How inventors go from patent to licensing agreement

Filing a patent in America is easier and less expensive than it is in most other countries. However, it is neither easy nor cheap. The United States Patent and Trademark Office has several guidelines in place that inventors must follow or their claims will be rejected time and time again. One of the major criteria patents must satisfy is novelty. An idea must be new to be accepted. Commercial use of the idea, public disclosures and even articles may undermine the ability to patent an idea.

Another key contributor to success is the temperament of an inventor’s allies. Filing a patent is not a submit-it-and-forget-it system. It may require frequent follow-ups and tweaks, which tacks on time and money. This makes it especially important to work with professionals that are patient and can handle high-stress situations as well as high levels of uncertainty.

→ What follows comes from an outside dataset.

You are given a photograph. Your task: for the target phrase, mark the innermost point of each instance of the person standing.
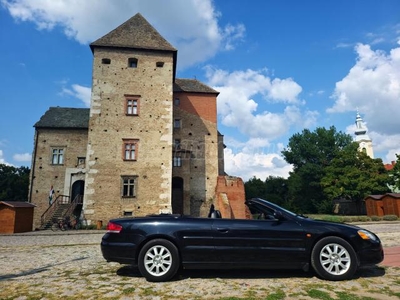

According to Fortune, the use of big data could also completely disrupt the patent industry in America. The move comes from one main company with a big goal: playing matchmaker between investors and their potential end users. To do this, the company relies on AI that analyzes the millions of patents on file at the U.S. Patent Office.

The United States Patent Utility hopes to change the fact that 95% of patents are never licensed. This shortage of licensing agreements stems from a number of obstacles inventors must first overcome. Finding end users requires a lot of time and money. Reaching an agreement is also often difficult.

Finally, there is often an imbalance of power. This puts big companies in a position to take advantage of smaller inventors. By matching these inventors with sometimes several businesses, they may stand a much better chance of receiving competitive offers and signing a lucrative agreement.